Monkfish, or goosefish, is one of the ugliest Atlantic sea creatures that people like to eat. The fish has three filaments that protrude from the top of its head. The longest filament ends with a strange looking growth of flesh. Whenever an unsuspecting fish touches the monkfish’s filament, its reflexes cause the jaw to automatically snap down on the prey.
The fangtooth’s face is meaner than its bite, literally. At barely 7 inches, the chances of the fangtooth harming a human are slim. This fish has two fangs that protrude from the lower jaw that are so big that the fish can’t close its mouth. While the fangtooth lives in the deepest parts of the ocean, it can also survive in a fish tank.
The hagfish deserves its name. It comes from a family of primitive fish and is more eel-like than fish-like. This creature is long and produces copious amounts of sticky slime. If you catch a hagfish and hold it by the tail, it will secrete slime that turns into a gel-like substance when combined with water. The hagfish then rids itself of the slime by tying itself into a knot and scraping the slime off as it unravels.
2 Black Swallower
Another deep-sea dweller, the black swallower is a 10-inch fish that lives in tropical and subtropical waters. Its name comes from its eating habits: It can swallow fish that are four times its size.
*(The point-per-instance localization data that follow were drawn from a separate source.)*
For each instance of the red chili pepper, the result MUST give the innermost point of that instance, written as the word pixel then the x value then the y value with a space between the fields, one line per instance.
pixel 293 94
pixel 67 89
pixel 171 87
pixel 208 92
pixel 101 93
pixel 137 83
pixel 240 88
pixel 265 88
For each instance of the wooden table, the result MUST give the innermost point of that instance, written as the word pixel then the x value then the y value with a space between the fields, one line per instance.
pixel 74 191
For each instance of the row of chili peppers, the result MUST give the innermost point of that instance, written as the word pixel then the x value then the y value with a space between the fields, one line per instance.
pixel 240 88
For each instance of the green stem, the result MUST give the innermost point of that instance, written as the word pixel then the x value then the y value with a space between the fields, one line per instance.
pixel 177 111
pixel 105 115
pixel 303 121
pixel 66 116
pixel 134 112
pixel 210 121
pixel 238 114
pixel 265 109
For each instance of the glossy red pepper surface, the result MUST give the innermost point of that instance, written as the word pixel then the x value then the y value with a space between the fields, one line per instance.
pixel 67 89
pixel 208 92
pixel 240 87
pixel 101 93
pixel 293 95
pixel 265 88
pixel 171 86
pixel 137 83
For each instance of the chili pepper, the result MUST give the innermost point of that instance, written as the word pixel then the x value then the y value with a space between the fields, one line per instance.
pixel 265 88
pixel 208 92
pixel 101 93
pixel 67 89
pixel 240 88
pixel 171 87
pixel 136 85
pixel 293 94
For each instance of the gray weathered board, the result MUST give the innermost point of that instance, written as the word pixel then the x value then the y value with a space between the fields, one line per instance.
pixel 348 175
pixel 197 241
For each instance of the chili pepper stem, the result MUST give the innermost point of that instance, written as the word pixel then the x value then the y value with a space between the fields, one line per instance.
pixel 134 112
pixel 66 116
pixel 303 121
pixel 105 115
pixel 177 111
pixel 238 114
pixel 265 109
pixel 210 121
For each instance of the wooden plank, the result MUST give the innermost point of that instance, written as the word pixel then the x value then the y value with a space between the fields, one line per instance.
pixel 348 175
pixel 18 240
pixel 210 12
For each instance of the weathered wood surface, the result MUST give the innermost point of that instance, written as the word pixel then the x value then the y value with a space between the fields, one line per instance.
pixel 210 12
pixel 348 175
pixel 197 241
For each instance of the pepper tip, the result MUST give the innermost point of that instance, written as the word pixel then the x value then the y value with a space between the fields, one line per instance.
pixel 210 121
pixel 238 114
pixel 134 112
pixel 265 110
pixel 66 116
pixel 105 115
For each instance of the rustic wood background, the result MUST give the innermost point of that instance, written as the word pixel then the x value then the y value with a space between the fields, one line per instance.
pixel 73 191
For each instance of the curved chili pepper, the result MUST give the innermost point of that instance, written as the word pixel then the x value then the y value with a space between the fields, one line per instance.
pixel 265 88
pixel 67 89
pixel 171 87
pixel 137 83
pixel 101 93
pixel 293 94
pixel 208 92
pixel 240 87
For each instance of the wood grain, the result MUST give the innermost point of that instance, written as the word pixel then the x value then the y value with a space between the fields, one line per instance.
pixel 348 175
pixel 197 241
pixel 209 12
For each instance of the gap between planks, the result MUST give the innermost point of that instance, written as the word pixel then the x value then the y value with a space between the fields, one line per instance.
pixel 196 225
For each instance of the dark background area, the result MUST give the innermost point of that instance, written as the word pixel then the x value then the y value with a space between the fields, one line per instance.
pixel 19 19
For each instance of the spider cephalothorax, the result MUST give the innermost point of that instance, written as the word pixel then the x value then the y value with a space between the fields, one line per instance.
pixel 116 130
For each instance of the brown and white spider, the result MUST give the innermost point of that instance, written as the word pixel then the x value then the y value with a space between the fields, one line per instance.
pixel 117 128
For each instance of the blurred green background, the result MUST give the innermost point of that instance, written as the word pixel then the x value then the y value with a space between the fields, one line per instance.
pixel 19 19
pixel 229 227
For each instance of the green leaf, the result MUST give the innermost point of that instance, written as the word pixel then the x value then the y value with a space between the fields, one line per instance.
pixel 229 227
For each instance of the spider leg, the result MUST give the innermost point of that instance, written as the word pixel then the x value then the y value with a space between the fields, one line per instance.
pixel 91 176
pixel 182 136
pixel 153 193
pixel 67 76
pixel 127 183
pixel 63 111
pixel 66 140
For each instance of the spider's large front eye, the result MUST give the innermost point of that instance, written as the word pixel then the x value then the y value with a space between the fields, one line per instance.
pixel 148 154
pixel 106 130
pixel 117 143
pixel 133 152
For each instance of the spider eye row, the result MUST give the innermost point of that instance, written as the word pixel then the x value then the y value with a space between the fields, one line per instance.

Because food is scarce thousands of feet below the ocean surface, the black swallower takes advantage of a meal whenever it can. If the black swallower snacks on prey that’s too big, you can bet that it’s going to want some potent antacids for its wicked indigestion.
The blobfish from the deep waters of Australia looks like a grumpy grandpa who had a bad day at the track and too much to drink. The fish’s life is so boring and it’s lifestyle so languid that the most exciting part of its day is eating whatever passes in front of it. If your life resembled that of a blobfish, you’d look like one, too.